AG: I think those are two of the biggest. Another that I’d add in there, is moving to an automated solution requires a standardisation of processes. When you are handling things manually you can say, if it’s from this vendor on this week of the month, it goes to Bill and on this other day it goes to Steve. AP automation forces standardisation of processes, which is nothing to do with the technology, but is sometimes a challenge for companies to say okay, what are the rules, and how do we make them consistent across all the invoices that are coming in. We’ve been a player in the market for about 10 years now.  And we’ve really seen a big acceleration in the last 3 years or so. In Australia specifically, we’re seeing a lot of uptick in opportunity, again, in in the last year or so. And we expect it to continue in the years ahead.  

IDM: Is the SAP AP automation market itself saturated or are there opportunities there?
AG: For smaller companies, AP automation is often completely un-automated. In many cases, big companies have some form of solution already but it’s not where they want to be, and they’re looking to how they evolve that forward.  So, for small companies, this is a new field. For large organisations, AP automation is virtually a replacement market, and looking at how you can take advantage of new technologies and approaches.   
One of the key differences to our approach to AP automation is to be more employee-centric. And to not view this as simply an AP problem, but how do you help manage spending across the organisation. One of the strengths we have is that we’re a leader in travel expense solutions as well. I think that helps us in two ways. One is that many companies consider us for an expense management solution in managing your travel expenses, and then we proved to them that we’re effective, we’re low-cost, that their employees will adopt it, and then we have a conversation about AP automation. It also helps us in terms of our design approach. The nature of employee expense reports and travel it has to be very intuitive design. And so that’s different than a lot of, some of the traditional AP automation vendors which are more back office-centric. We end up being viewed as much easier to use than a lot of the competition.  

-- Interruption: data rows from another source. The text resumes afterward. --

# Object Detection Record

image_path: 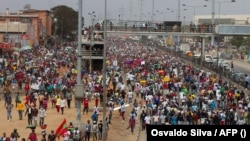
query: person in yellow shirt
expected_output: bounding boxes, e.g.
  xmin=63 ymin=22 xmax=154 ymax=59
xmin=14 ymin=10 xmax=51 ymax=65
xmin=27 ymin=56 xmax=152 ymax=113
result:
xmin=56 ymin=96 xmax=61 ymax=113
xmin=16 ymin=100 xmax=24 ymax=120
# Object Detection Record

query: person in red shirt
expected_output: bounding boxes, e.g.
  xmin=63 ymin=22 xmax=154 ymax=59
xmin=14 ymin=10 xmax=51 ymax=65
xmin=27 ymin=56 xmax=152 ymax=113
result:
xmin=24 ymin=93 xmax=30 ymax=108
xmin=83 ymin=98 xmax=89 ymax=115
xmin=95 ymin=95 xmax=99 ymax=107
xmin=24 ymin=83 xmax=30 ymax=94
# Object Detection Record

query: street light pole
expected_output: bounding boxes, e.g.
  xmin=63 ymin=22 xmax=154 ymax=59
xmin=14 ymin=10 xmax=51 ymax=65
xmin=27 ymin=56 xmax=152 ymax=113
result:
xmin=102 ymin=0 xmax=108 ymax=141
xmin=152 ymin=0 xmax=155 ymax=23
xmin=89 ymin=11 xmax=95 ymax=73
xmin=177 ymin=0 xmax=181 ymax=21
xmin=211 ymin=0 xmax=215 ymax=46
xmin=75 ymin=0 xmax=83 ymax=124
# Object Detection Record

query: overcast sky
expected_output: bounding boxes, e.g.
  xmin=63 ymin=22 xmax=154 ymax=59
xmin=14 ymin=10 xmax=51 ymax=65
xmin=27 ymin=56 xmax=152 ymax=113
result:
xmin=0 ymin=0 xmax=250 ymax=25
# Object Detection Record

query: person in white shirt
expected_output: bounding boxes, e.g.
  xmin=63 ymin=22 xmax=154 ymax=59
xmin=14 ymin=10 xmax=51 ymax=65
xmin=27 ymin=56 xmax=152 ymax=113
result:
xmin=60 ymin=97 xmax=66 ymax=115
xmin=63 ymin=130 xmax=71 ymax=141
xmin=121 ymin=103 xmax=126 ymax=122
xmin=144 ymin=115 xmax=151 ymax=124
xmin=39 ymin=106 xmax=46 ymax=125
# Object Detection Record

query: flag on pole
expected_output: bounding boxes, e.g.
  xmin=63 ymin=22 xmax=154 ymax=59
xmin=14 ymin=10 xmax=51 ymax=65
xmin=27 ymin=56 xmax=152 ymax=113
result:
xmin=55 ymin=119 xmax=66 ymax=137
xmin=59 ymin=123 xmax=68 ymax=137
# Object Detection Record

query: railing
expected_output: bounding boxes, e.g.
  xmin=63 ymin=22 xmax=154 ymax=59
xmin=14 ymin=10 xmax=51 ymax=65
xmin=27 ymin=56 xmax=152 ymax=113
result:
xmin=89 ymin=25 xmax=214 ymax=33
xmin=160 ymin=47 xmax=250 ymax=90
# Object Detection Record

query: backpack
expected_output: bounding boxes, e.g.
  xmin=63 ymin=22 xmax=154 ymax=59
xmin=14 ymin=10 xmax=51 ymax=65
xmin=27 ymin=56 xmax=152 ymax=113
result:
xmin=229 ymin=112 xmax=234 ymax=119
xmin=29 ymin=133 xmax=37 ymax=141
xmin=49 ymin=134 xmax=56 ymax=141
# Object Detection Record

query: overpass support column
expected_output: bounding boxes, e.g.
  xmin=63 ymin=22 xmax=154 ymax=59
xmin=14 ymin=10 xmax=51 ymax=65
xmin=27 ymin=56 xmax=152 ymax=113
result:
xmin=200 ymin=37 xmax=205 ymax=66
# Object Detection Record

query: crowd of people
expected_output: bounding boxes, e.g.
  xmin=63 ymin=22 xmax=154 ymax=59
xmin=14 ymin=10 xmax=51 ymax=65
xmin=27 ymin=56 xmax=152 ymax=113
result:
xmin=1 ymin=33 xmax=250 ymax=141
xmin=104 ymin=36 xmax=250 ymax=129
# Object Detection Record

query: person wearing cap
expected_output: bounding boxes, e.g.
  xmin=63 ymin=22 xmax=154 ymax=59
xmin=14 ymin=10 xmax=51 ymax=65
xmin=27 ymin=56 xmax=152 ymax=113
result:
xmin=11 ymin=129 xmax=20 ymax=140
xmin=84 ymin=120 xmax=91 ymax=141
xmin=73 ymin=127 xmax=80 ymax=141
xmin=68 ymin=122 xmax=75 ymax=132
xmin=98 ymin=120 xmax=103 ymax=140
xmin=28 ymin=129 xmax=38 ymax=141
xmin=92 ymin=121 xmax=98 ymax=140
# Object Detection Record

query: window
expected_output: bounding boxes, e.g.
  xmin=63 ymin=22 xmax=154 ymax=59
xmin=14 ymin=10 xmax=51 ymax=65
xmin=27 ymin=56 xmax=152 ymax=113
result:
xmin=0 ymin=18 xmax=5 ymax=22
xmin=21 ymin=18 xmax=32 ymax=23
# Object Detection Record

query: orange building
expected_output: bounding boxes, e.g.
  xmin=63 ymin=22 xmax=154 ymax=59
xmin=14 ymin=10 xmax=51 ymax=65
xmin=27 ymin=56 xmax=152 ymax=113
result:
xmin=0 ymin=8 xmax=52 ymax=46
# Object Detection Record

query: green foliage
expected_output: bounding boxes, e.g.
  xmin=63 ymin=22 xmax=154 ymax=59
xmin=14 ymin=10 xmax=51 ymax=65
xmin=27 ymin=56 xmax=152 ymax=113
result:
xmin=229 ymin=36 xmax=245 ymax=49
xmin=51 ymin=5 xmax=78 ymax=40
xmin=229 ymin=36 xmax=250 ymax=52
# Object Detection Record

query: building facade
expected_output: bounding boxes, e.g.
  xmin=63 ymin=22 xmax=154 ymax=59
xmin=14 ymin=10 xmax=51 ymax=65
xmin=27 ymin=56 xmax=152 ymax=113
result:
xmin=193 ymin=14 xmax=250 ymax=25
xmin=0 ymin=8 xmax=51 ymax=47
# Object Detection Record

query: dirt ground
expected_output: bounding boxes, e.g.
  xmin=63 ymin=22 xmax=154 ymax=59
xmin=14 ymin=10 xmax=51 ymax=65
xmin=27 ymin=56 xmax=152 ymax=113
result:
xmin=0 ymin=86 xmax=139 ymax=141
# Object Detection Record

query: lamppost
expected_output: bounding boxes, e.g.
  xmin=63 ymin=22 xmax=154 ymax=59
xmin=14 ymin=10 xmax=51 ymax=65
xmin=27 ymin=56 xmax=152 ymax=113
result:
xmin=177 ymin=0 xmax=181 ymax=21
xmin=166 ymin=8 xmax=187 ymax=20
xmin=152 ymin=0 xmax=155 ymax=23
xmin=75 ymin=0 xmax=84 ymax=128
xmin=182 ymin=4 xmax=207 ymax=23
xmin=53 ymin=18 xmax=57 ymax=36
xmin=102 ymin=0 xmax=107 ymax=141
xmin=88 ymin=11 xmax=95 ymax=73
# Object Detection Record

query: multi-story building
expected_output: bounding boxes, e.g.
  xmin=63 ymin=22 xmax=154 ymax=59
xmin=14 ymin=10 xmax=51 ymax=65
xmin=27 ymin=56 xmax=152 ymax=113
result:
xmin=82 ymin=31 xmax=104 ymax=72
xmin=0 ymin=8 xmax=52 ymax=46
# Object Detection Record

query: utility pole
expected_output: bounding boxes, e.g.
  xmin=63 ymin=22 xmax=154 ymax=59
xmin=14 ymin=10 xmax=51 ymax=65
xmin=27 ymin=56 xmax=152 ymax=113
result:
xmin=152 ymin=0 xmax=155 ymax=23
xmin=129 ymin=0 xmax=133 ymax=21
xmin=89 ymin=11 xmax=95 ymax=73
xmin=75 ymin=0 xmax=84 ymax=128
xmin=140 ymin=0 xmax=142 ymax=24
xmin=177 ymin=0 xmax=181 ymax=21
xmin=102 ymin=0 xmax=108 ymax=141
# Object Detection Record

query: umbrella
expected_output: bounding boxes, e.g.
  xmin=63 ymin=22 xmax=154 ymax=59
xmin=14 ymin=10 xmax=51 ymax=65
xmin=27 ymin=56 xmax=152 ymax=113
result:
xmin=25 ymin=125 xmax=36 ymax=130
xmin=13 ymin=47 xmax=20 ymax=51
xmin=13 ymin=51 xmax=20 ymax=56
xmin=20 ymin=46 xmax=32 ymax=51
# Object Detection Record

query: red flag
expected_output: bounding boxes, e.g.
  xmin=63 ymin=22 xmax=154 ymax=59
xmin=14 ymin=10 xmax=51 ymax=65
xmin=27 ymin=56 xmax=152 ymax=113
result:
xmin=59 ymin=123 xmax=68 ymax=136
xmin=55 ymin=119 xmax=66 ymax=137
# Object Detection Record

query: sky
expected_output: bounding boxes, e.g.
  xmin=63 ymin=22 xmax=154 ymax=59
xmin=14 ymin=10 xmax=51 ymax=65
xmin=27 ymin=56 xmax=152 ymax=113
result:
xmin=0 ymin=0 xmax=250 ymax=25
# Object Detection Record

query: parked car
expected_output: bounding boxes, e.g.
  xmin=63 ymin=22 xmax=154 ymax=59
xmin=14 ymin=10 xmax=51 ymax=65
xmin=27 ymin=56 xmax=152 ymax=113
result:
xmin=220 ymin=52 xmax=233 ymax=60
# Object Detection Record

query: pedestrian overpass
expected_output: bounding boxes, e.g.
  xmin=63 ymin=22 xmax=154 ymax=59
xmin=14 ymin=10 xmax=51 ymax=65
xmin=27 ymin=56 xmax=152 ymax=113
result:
xmin=107 ymin=24 xmax=250 ymax=38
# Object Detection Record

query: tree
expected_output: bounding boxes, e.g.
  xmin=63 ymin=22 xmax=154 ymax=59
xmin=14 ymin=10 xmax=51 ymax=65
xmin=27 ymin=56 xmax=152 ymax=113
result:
xmin=245 ymin=37 xmax=250 ymax=50
xmin=229 ymin=36 xmax=245 ymax=51
xmin=51 ymin=5 xmax=78 ymax=41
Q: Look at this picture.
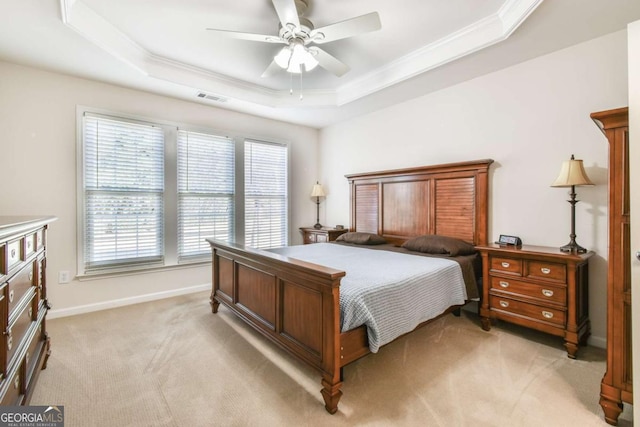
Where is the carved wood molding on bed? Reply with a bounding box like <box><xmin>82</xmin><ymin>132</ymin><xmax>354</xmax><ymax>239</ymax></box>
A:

There are also opportunities as we look forward around the split between the pre-approved spending that has a three way match, and employee-initiated spending. Particularly with smaller companies, you’ll have the situation where they’ll tell the marketing manager, just put it on your credit card and expense it. And that provides a loss of visibility to spending. So for these smaller organisations, we’re really trying to pull together the expense report side, and the AP automation side.  So you’ve got a full view of all your spending. I think, that’s something that makes Concur a little different.